Test the logic, not the sleeping

Because the decision lives in a pure function, the tests are boring in the best way. No database, no waiting on real time, just inputs and expected outputs:

1
2
3
4
5
6
7
8
9
10
11
12
13
14
15
16
17
18
19
20
21
22
23
24
25
26
27
28
29
30
def test_under_budget_does_not_throttle():
    sleep_s, ema = next_chunk_backoff(
        20.0, None, target_ms=50.0, max_sleep_ms=500.0, factor=2.0,
    )
    assert sleep_s == 0.0
    assert ema == 20.0


def test_over_budget_backs_off_proportionally():
    sleep_s, _ = next_chunk_backoff(
        150.0, 150.0, target_ms=50.0, max_sleep_ms=500.0, factor=2.0,
    )
    # 100ms over budget, factor 2 -> 200ms -> 0.2s
    assert sleep_s == 0.2


def test_backoff_is_capped():
    sleep_s, _ = next_chunk_backoff(
        1000.0, 1000.0, target_ms=50.0, max_sleep_ms=300.0, factor=2.0,
    )
    assert sleep_s == 0.3


def test_ema_smooths_a_single_spike():
    # one slow chunk after a steady-low run shouldn't trigger a full reaction
    sleep_s, ema = next_chunk_backoff(
        200.0, 20.0, target_ms=50.0, max_sleep_ms=500.0, factor=2.0,
    )
    assert ema == 110.0
    assert sleep_s == 0.12

The control logic is covered without ever calling time.sleep or touching Postgres. If I want to test the wiring in run_import, I patch time.sleep and write_chunk and assert on the returned telemetry. The slow, flaky parts stay out of the test suite entirely.
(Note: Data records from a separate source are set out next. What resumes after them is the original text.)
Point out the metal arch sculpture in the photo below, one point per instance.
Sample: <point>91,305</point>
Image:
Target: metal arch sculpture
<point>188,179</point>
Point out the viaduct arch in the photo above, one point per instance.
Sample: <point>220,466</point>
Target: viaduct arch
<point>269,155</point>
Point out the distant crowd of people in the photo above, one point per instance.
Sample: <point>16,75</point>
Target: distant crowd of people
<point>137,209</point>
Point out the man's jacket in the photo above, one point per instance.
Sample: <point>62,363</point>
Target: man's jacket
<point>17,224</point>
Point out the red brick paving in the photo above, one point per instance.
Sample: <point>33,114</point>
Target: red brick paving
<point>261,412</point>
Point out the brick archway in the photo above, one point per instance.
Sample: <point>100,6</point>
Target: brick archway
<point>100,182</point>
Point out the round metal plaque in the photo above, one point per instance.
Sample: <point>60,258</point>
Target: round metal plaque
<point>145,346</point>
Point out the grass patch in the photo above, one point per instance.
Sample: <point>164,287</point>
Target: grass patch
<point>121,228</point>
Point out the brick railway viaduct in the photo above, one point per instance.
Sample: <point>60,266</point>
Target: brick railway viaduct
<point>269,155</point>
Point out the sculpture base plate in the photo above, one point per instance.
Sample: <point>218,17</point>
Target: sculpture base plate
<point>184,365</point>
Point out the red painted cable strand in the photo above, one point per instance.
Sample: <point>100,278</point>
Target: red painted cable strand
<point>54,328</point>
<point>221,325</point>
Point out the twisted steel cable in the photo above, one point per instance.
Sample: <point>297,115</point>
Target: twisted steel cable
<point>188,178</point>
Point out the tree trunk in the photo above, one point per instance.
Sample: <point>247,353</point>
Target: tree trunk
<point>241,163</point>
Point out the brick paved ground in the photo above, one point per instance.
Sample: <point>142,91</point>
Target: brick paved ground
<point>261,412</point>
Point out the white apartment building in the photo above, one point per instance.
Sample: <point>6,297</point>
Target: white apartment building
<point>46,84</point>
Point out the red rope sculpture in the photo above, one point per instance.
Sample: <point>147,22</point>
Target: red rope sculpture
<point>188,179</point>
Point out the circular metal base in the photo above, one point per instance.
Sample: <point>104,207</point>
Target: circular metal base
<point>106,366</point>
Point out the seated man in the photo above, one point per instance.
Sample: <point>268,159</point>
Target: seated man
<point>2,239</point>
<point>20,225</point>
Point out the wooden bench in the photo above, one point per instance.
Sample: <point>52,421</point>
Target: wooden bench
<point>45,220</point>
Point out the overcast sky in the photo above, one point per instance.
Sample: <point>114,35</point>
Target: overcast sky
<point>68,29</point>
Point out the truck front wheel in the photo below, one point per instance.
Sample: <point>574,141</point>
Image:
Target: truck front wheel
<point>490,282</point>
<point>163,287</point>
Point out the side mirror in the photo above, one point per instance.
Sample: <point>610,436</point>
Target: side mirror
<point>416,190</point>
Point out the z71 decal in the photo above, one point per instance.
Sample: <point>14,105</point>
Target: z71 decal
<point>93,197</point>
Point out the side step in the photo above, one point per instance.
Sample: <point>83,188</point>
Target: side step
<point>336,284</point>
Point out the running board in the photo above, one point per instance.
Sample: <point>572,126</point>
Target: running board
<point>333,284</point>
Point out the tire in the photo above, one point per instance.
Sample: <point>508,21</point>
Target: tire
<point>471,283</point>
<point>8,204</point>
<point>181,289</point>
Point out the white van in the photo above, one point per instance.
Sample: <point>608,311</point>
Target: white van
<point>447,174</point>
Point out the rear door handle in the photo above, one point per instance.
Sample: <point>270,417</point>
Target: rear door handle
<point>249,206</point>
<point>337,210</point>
When this is and isn’t worth it

I reach for this whenever a batch job shares a database with anything latency-sensitive and I can’t predict the load ahead of time. It’s a handful of lines, it has no dependencies, and it adapts to environments I haven’t thought of yet. That’s a good trade.

I wouldn’t bother if the job owns its database outright, or runs in a maintenance window where nothing else cares. A throttle that never needs to fire is just noise. And if you need hard guarantees rather than polite backoff, this isn’t that: it’s cooperative, not enforced. For real isolation you’d be reaching for connection pool limits, statement timeouts, or Postgres-side resource controls.

But for the common case, a shared database and a job that should know its place, a few lines of proportional feedback beat a hand-tuned sleep() every time. The job runs flat out when it can, eases off when it should, and I never have to touch that magic number again.